The art block is huge and comes equipped with its own gallery space for exhibiting pupil's work. Sixth-form art students each have their own dedicated carousel area and there’s a lovely diversity of artistic output here with pupils we met busily finalising their outstanding portfolios.
The Helen Porter Music School centres around a voluminous concert hall with retractable seating. There are oodles of opportunities to perform, with lunchtime concerts and more choirs than you could shake a conductor’s baton at. A big, framed poster on one wall advertised ‘The House Shout’ (an inter-house singing competition, organised and choreographed by the pupils themselves) and depicted various groups of pupils having a whale of a time – ‘This is a school that loves to sing’ we were told, and it certainly looked like it.
The theatre is fabulous, with a spacious foyer and enough room to seat the whole school. Spectacularly professional productions have ranged from a racy
Cabaret to an astounding
Fiddler on the Roof (whose lead protagonist is now installed at the Paris Opera House).

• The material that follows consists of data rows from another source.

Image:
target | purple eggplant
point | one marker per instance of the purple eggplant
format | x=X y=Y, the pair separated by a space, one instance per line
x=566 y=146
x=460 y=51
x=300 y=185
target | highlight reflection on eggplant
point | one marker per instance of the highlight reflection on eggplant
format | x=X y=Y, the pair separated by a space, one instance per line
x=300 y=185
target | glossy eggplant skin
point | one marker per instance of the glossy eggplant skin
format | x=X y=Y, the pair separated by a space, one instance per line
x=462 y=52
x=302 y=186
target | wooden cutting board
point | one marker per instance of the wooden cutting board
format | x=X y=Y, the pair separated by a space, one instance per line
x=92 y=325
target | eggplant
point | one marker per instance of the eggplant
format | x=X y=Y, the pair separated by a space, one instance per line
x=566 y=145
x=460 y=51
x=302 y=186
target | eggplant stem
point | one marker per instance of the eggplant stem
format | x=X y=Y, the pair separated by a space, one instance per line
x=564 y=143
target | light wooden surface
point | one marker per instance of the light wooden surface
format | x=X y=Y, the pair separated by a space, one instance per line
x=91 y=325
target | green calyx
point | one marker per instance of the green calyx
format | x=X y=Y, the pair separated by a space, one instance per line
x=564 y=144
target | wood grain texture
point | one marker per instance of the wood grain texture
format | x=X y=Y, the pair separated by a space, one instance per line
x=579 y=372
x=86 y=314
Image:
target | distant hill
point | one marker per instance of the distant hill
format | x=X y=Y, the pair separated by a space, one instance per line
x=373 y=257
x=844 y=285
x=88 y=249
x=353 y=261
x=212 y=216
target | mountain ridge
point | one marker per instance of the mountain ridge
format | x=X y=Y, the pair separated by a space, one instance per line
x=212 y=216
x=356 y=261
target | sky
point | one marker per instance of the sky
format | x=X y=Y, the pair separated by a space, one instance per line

Boarding at Dean Close School
Around 50 per cent of children board, and are looked after in one of six houses. There are two all-through boys houses with pupils from Years 9 to 13, and a third, much smaller house just for sixth-formers and then the same again for the girls. Offering a sixth-form only option alongside an all-through is an unusual set-up, but one which works well as it caters for all pupil agendas, whether they want a familial feel or a more university-style living space. Day pupils are part of houses too (now centrally located in the thick of it) and the house system is vital – not only for some friendly rivalry, but because it’s a central part of the pastoral care framework.
School community
Year 9,10 and 11 pupils have tutors with whom they meet regularly as a group of around eight. Sixth-formers identify three members of staff that they work well with and then they will be allocated to one of these as a tutor to see frequently, sometimes in groups but often one-to-one both formally and informally – ensuring that the tutor has a full understanding of the whole picture both academically and pastorally for every child.
Given the high day-pupil headcount, most parents are relatively local, have really bought into the Dean Close ethos and work hard to be part of it.
And finally....
There are five core values that run through the heart of all the
Dean Close Foundation schools – collaboration, compassion, critical thinking, communication and creativity – and, from what we saw, these do appear to be very deeply woven into life here. This underpins the ethos that a distinctly Dean Close education sets you up with skills for life and not just with a set of grades. This is a school that really does seem to have struck a brilliant balance between academic endeavour and the importance of extracurricular indulgence.